More and more men in society are struggling with eating disorders. Media stereotypes of success and attractiveness are pinned to body shapes that are lean, muscular and attractive.
With social media taking up so much part of our lives today, men are bombarded with body shape images that eat away at their masculinity and self worth.
Males are less likely to report having an eating disorder compared to women because of the negative stigma that eating disorders are a ‘female’ disease. Many times men suffering from eating disorders are not seeking for any help, thus not receiving the right treatment. It is very important to understand that eating disorders can affect anyone irrespective of gender, age and ethnicity.
At WeightMatters we support men in breaking free from the thoughts, feelings and behaviours that keep them stuck in their eating disorder. Together we can challenge your thinking around your weight, size and self-concept, and provide you with tools to create a better relationship with food.
Current research suggests that more and more men are suffering from distorted body image today. This means that they are extremely worried about their physical appearance and body shape. Unfortunately, the majority of men feel ashamed to talk about their feelings, as today’s culture believes that body image concerns in men are a mark of weakness.
Men usually develop a distorted body image during adolescence. They are particularly concerned with their face or skin, such as acne problems, hair loss or muscular tone. Males in media are lean, strong and masculine, creating unrealistic expectations about how men ‘should’ look.
Severe body image issues, such as extreme preoccupation and obsession about small body imperfections, can lead to body dysmorphia. This can lead to the development of eating disorders, such as anorexia or bulimia. Inaccurate body perception can lead to excessive exercise, low caloric intake, as well as, the use of laxatives and steroids in order for men to build muscle and obtain a ‘perfect’ image.
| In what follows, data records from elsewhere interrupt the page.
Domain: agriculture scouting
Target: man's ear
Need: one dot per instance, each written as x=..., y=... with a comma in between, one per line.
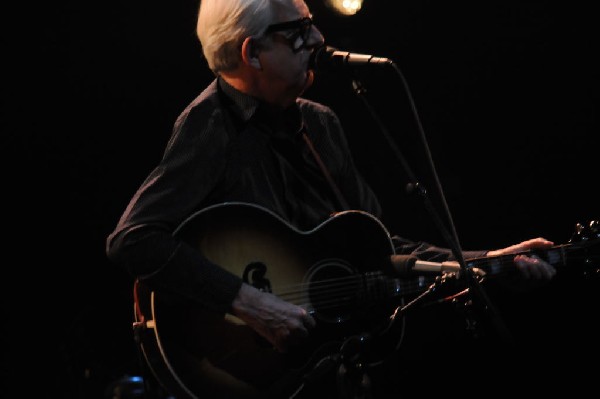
x=250, y=51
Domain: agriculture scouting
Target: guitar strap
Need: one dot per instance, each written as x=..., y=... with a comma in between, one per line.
x=338, y=194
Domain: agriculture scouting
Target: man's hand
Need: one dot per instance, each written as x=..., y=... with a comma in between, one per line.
x=281, y=323
x=530, y=266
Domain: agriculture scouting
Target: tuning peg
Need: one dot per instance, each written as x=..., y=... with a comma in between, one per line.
x=595, y=228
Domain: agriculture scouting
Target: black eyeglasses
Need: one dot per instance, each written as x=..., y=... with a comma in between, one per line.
x=301, y=28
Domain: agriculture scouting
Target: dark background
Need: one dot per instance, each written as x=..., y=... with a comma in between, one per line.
x=507, y=94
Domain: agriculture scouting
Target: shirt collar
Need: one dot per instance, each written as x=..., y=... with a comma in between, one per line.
x=244, y=106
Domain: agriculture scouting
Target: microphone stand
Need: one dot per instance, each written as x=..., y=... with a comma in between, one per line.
x=414, y=187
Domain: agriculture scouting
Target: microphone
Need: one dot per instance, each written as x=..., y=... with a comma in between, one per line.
x=327, y=58
x=403, y=265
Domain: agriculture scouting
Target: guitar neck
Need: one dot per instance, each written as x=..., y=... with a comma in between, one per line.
x=558, y=256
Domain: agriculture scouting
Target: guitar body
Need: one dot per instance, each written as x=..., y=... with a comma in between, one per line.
x=334, y=271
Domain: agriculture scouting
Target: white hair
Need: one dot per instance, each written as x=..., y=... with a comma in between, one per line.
x=223, y=25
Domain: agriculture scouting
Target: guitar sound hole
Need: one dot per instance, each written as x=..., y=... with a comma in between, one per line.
x=333, y=290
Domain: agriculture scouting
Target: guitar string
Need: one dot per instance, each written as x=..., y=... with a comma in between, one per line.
x=324, y=297
x=328, y=291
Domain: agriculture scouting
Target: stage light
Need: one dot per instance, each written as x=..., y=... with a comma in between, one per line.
x=345, y=7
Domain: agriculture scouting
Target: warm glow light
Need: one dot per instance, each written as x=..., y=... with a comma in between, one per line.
x=345, y=7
Therefore, body disturbance and the subsequent restrictive dieting can be a predictor of eating disorder development. It is important to challenge body image issues in men in order to reduce relapse and lead to long-term recovery.
Men may develop anorexia as a coping mechanism to the transition from adolescence to adulthood which can make them feel disempowered, and they need to find control. Homosexual orientation and gender identity confusion is also linked to a higher risk of developing anorexia.
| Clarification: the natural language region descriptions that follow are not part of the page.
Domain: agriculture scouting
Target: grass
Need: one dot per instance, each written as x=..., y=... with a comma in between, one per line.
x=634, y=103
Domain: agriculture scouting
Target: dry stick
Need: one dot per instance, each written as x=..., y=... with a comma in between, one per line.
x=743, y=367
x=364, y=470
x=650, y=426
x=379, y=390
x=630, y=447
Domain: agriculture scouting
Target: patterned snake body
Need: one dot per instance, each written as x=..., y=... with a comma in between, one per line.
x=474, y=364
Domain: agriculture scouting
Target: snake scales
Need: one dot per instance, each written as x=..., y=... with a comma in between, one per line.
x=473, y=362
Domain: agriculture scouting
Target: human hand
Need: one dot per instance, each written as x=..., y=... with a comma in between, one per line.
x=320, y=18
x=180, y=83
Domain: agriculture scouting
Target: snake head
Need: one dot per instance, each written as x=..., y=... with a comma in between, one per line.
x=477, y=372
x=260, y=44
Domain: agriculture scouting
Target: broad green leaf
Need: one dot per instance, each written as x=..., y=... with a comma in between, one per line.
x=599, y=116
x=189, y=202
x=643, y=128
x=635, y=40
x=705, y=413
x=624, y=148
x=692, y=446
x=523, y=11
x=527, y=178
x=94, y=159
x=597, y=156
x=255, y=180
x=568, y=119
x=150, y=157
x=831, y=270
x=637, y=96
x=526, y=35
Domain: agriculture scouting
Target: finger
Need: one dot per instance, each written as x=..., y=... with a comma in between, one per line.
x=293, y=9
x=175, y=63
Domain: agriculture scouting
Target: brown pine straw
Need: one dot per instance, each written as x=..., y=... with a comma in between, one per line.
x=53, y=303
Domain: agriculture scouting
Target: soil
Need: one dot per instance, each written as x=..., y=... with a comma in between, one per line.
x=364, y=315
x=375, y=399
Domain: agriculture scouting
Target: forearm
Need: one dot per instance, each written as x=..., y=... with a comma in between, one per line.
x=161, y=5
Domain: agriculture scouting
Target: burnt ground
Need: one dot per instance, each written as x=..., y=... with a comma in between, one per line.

Men with anorexia usually struggle with Muscle Dysmorphic Disorder, also known as ‘Reverse Anorexia’ or ‘Bigorexia’, which might result when men are extremely worried about whether their bodies are muscular or lean enough. Excessive exercise and athletic performance are common features among men with anorexia.
Men with bulimia often engage in compensatory behaviours to control their weight due to a fear of becoming fat, including purging and excessive exercise, such as body building or weight lifting.
Perfectionism, depression and low self-worth can all predispose men towards developing bulimia.
Men with binge eating disorder often struggle with poor emotional skills and find it difficult to communicate their feelings.
Men are often ashamed and embarrassed to share their experiences, which means they can avoid seeking treatment.
Binge eating in males may be associated with obesity. Social isolation, depression, and body dissatisfaction perpetuate the binge eating habits.